Among the more exploitable bugs in April’s fix list are three related to Windows’ TCP/IP driver—two denial of service vulnerabilities (CVE-2021-28319 and 28439) and an information disclosure bug (CVE-2021-28442). CVE-2021-28319 is another bug that harkens back to the “Ping of Death”—the flaw, in the Network Driver Interface Specification driver (ndis.sys), can be triggered remotely by connections using TCP Fast Open option in the TCP/IP protocol. This bug is relatively easy to trigger, and could be exploited to cause a “Blue Screen of Death.”
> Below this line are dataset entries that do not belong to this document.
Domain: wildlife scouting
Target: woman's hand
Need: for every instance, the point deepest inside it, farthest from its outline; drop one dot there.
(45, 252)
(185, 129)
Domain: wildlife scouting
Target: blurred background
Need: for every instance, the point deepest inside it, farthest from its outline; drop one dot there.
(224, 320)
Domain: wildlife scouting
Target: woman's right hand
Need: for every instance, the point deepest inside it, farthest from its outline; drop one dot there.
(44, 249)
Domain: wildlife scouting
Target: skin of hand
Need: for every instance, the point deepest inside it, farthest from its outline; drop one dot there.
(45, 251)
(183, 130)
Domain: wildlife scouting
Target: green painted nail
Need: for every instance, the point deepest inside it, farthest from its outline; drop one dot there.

The information leak bug in TCP/IP (CVE-2021-28442)is also related to TCP Fast Open, but in the TCP driver itself (tcpip.sys). A packet can leverage an overlap in TCP Fast Open and code that provides Local Area Network Denial (LAND) Attack protection in a way that results in tcpip.sys’ TcpSegmentTcbSend() function sending data from uninitialized memory back to the remote system.
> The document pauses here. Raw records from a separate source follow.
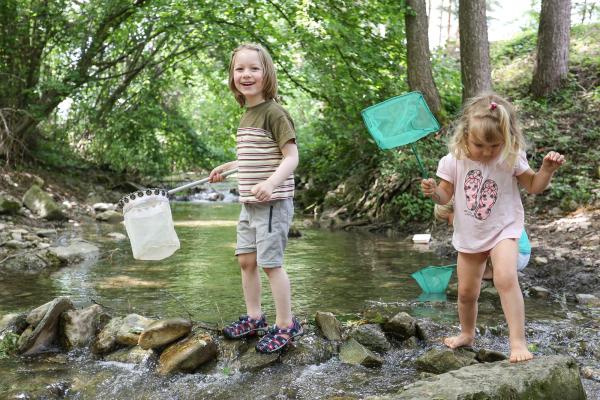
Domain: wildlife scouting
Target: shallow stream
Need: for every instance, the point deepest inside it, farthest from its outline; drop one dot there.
(330, 271)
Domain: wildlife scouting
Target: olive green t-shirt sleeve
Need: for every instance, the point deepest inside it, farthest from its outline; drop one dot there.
(283, 129)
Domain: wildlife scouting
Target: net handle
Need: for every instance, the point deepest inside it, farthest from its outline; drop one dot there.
(200, 182)
(421, 167)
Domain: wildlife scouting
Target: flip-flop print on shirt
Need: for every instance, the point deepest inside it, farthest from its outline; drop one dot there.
(487, 198)
(472, 184)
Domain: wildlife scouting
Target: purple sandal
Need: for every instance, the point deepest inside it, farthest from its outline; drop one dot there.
(275, 339)
(245, 327)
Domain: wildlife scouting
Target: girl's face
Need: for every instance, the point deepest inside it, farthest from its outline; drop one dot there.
(483, 151)
(248, 75)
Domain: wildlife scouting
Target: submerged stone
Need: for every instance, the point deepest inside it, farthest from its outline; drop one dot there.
(163, 332)
(548, 378)
(352, 352)
(329, 325)
(188, 354)
(440, 361)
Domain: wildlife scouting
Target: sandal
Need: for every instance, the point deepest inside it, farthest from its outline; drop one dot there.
(245, 327)
(276, 340)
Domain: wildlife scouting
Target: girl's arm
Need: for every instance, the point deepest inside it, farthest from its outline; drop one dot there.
(537, 182)
(440, 194)
(262, 191)
(215, 174)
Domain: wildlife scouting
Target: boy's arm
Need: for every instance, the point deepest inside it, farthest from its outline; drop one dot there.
(537, 182)
(262, 191)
Two new elevation of privilege bugs in win32.sys, the kernel driver for Windows’ Graphic Device Interface, are also patched in April. One of them, CVE-2021-28310, is already being exploited in the wild, raising the urgency of the fix.

Protection

Here is a list of protection released by SophosLabs in response to this advisory to complement any existing protection and generic exploit mitigation:

Sophos Savsetup

CVEIPSSAV
XG firewallEndpoint

CVE-2021-28319

23052902305290

CVE-2021-28310

Exp/2128310-A

Sophos Savi

Sophos aims to add detections for critical issues, based on the type and nature of the vulnerabilities, as soon as possible and where we have been given sufficient information to be able to do so. In many cases, existing detections in endpoint products (such as Intercept X) will catch and block exploit attempts without the need for updates.